Joe Biden has initiated legal proceedings against the Justice Department under Donald Trump’s administration, seeking to prevent the disclosure of audio tapes he recorded with his ghostwriter. These recordings were later scrutinized to assess Biden’s mental acuity.
The lawsuit, filed on Tuesday in a federal courtroom, emerges just ahead of the Justice Department’s scheduled release of these potentially incendiary tapes and transcripts to Republican legislators and the conservative group, the Heritage Foundation.
In 2016 and 2017, Biden engaged in personal discussions with his biographer, Mark Zwonitzer, at his residence while authoring his book, “Promise Me, Dad.” The memoir explores his contemplation of a presidential campaign during the period his eldest son, Beau, was battling brain cancer.
Special Counsel Robert Hur acquired approximately 70 hours of these recordings during an inquiry into Biden’s management of classified information.
The investigation concluded that Biden had read classified documents aloud to Zwonitzer but advised against legal action, citing Biden’s impaired memory as a barrier to demonstrating intentional misconduct.
These recordings were pivotal in Hur’s stunning revelation in February 2024, describing Biden, at 81, as “an elderly man with a poor memory.” This striking portrayal came at a crucial moment in Biden’s re-election campaign, fueling debate about his capability to undertake a second term.
The recordings capture Biden telling Zwonitzer on tape, ‘I just found all the classified stuff downstairs,’ and, according to Hur’s report, the former vice president read journal entries containing classified intelligence ‘nearly verbatim’ on at least three occasions.
Court filings have also revealed Zwonitzer deleted some of the audio after learning of Hur’s appointment as special counsel in 2023, however, investigators later recovered the material.
Trump reacted on Truth Social to Biden’s attempt to keep the tapes under wraps by branding his predecessor ‘A Crooked Politician!!!’
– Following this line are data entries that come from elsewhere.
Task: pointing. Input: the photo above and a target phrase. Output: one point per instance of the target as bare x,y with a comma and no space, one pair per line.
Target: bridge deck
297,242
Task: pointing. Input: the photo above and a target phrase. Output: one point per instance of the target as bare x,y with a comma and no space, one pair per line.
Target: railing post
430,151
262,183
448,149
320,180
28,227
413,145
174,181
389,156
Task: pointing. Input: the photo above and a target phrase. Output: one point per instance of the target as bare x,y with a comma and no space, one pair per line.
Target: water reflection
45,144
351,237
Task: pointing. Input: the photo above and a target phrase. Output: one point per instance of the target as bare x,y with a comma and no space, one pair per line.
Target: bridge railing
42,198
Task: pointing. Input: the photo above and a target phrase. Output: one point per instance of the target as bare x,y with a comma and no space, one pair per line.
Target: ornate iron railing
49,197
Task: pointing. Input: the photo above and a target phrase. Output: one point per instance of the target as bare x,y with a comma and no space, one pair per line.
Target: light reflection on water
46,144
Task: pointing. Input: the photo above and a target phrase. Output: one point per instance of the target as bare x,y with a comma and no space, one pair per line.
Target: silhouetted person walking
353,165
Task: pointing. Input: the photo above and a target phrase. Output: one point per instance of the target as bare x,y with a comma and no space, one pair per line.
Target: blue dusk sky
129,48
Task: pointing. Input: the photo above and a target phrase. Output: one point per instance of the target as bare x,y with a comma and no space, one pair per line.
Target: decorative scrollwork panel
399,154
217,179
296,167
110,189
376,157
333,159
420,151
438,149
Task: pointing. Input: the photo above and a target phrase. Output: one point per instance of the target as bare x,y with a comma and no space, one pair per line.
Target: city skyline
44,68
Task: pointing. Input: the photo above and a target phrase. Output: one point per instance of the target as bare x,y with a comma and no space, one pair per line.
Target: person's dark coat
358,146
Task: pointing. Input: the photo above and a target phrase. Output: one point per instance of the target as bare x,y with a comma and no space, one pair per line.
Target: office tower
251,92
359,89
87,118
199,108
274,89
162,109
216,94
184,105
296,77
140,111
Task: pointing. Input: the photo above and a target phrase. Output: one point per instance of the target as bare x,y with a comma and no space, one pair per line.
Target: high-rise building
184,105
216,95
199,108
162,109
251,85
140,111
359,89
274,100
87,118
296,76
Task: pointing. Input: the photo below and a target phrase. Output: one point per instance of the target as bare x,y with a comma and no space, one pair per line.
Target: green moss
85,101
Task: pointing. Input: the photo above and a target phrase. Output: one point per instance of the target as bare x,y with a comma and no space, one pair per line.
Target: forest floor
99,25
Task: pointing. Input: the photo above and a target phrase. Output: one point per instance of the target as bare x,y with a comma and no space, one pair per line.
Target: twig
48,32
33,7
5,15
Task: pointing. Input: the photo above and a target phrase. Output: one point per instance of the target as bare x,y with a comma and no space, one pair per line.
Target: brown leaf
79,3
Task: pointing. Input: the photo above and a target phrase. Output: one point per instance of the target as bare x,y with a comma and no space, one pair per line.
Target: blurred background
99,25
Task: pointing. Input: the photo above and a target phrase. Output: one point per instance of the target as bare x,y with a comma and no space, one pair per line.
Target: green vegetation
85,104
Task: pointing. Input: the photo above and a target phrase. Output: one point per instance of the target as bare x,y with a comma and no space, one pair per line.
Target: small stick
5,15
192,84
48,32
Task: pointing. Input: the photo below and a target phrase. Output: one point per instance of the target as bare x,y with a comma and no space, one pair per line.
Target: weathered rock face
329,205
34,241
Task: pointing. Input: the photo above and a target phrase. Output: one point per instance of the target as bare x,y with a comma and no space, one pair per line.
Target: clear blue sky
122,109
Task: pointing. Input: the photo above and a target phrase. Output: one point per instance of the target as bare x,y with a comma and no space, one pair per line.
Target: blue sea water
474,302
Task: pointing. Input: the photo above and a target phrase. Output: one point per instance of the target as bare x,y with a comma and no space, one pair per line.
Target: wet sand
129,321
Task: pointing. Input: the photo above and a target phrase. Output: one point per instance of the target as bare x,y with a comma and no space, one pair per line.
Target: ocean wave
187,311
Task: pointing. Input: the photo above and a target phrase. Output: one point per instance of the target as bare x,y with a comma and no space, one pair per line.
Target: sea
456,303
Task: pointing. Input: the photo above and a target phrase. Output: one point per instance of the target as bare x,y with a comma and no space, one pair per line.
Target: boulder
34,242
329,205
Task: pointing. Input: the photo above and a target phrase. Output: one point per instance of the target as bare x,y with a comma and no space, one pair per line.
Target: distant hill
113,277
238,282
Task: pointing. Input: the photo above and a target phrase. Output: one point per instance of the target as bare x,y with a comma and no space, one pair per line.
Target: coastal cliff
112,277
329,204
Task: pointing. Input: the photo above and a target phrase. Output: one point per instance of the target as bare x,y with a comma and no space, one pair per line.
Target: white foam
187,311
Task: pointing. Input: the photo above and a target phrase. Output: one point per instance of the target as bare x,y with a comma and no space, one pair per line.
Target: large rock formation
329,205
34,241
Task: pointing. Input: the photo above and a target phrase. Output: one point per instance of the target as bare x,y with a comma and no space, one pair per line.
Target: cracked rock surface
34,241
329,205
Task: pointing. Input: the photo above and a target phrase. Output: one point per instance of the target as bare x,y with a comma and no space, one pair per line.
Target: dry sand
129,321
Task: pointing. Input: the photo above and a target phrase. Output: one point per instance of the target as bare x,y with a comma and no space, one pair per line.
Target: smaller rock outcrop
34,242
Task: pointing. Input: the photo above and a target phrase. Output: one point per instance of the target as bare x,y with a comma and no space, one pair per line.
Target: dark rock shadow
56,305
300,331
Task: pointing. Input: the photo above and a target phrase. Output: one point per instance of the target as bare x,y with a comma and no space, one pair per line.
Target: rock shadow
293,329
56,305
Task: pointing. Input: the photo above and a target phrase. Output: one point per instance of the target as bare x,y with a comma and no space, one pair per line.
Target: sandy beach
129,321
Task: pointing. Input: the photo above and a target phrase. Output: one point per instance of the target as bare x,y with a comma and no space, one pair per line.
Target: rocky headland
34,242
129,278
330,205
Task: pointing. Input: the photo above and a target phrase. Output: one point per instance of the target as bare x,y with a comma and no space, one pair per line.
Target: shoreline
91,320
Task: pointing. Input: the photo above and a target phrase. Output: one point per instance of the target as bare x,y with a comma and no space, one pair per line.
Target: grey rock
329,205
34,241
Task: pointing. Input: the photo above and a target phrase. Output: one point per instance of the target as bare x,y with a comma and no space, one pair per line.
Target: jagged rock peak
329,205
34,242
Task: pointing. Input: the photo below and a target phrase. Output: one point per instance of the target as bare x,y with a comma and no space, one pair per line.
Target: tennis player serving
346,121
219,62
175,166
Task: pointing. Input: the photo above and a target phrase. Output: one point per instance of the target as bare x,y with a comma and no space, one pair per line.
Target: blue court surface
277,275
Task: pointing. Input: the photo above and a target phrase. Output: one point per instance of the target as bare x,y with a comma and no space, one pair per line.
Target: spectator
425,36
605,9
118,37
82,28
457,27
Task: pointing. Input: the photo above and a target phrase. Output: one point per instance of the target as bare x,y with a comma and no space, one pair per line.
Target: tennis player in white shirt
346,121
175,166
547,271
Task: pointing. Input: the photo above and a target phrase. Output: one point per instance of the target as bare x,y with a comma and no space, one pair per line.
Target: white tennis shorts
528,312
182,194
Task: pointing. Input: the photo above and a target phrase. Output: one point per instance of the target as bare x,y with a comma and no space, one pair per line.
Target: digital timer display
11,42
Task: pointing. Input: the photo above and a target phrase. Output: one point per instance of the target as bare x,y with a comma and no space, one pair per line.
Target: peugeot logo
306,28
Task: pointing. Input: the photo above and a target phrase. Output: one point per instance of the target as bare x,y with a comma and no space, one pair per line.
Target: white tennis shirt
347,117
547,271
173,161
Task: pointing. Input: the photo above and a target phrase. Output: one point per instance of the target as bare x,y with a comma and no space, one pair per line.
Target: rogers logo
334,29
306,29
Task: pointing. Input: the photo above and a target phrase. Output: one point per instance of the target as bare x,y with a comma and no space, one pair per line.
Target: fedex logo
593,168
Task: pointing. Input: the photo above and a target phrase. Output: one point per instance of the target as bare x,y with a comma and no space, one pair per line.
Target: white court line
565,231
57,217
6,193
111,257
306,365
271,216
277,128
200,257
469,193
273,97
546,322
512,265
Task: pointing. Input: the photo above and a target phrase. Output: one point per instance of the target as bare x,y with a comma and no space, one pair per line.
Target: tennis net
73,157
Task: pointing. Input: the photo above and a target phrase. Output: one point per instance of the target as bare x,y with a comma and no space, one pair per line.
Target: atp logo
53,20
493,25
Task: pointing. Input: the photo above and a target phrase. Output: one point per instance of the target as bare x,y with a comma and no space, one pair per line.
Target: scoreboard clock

Joe Biden has sued Donald Trump’s Justice Department to block the release of audio recordings he made with his ghostwriter, material investigators later used to question his mental competency
Trump reacted on Truth Social to Biden’s attempt to keep the tapes under wraps by branding his predecessor ‘A Crooked Politician!!!’
Hur determined that Biden read classified material out loud to Zwonitzer but recommended against prosecution because Biden’s declining memory would make it difficult to prove he had acted willfully
Biden’s legal team argued the release of the tapes would amount to ‘an unwarranted invasion of President Biden’s privacy.’
‘Every American, including a sitting or former vice president, has a right to privacy in the personal conversations he has within his own home,’ Biden’s attorneys wrote.
Biden’s legal team argued that when the Justice Department obtains private information through a criminal investigation, it must shield that material from public disclosure.
The tapes at issue are distinct from Hur’s own interview of Biden, which the former president has also fought to keep from being publicly released.
Although Hur’s investigation recommended no charges, it was damning for Biden during his reelection effort in 2024 against Trump.
The Biden probe was launched in January 2023 after classified documents from his time as vice president were discovered at his former Washington office and his home in Wilmington, Delaware.
Then-Attorney General Merrick Garland reacted by appointing Robert Hur as special counsel.
Material taken from Biden’s home included classified documents concerning US military and foreign policy in Afghanistan, as well as notebooks containing Biden’s handwritten entries on national security and foreign policy.
Despite Biden’s mishandling of classified material, the special counsel recommended against charges, writing that the former president would ‘present himself to a jury, as he did during our interview of him, as a sympathetic, well-meaning, elderly man with a poor memory.’
Hur added, ‘it would be difficult to convince a jury that they should convict him — by then a former president well into his eighties — of a serious felony that requires a mental state of willfulness.’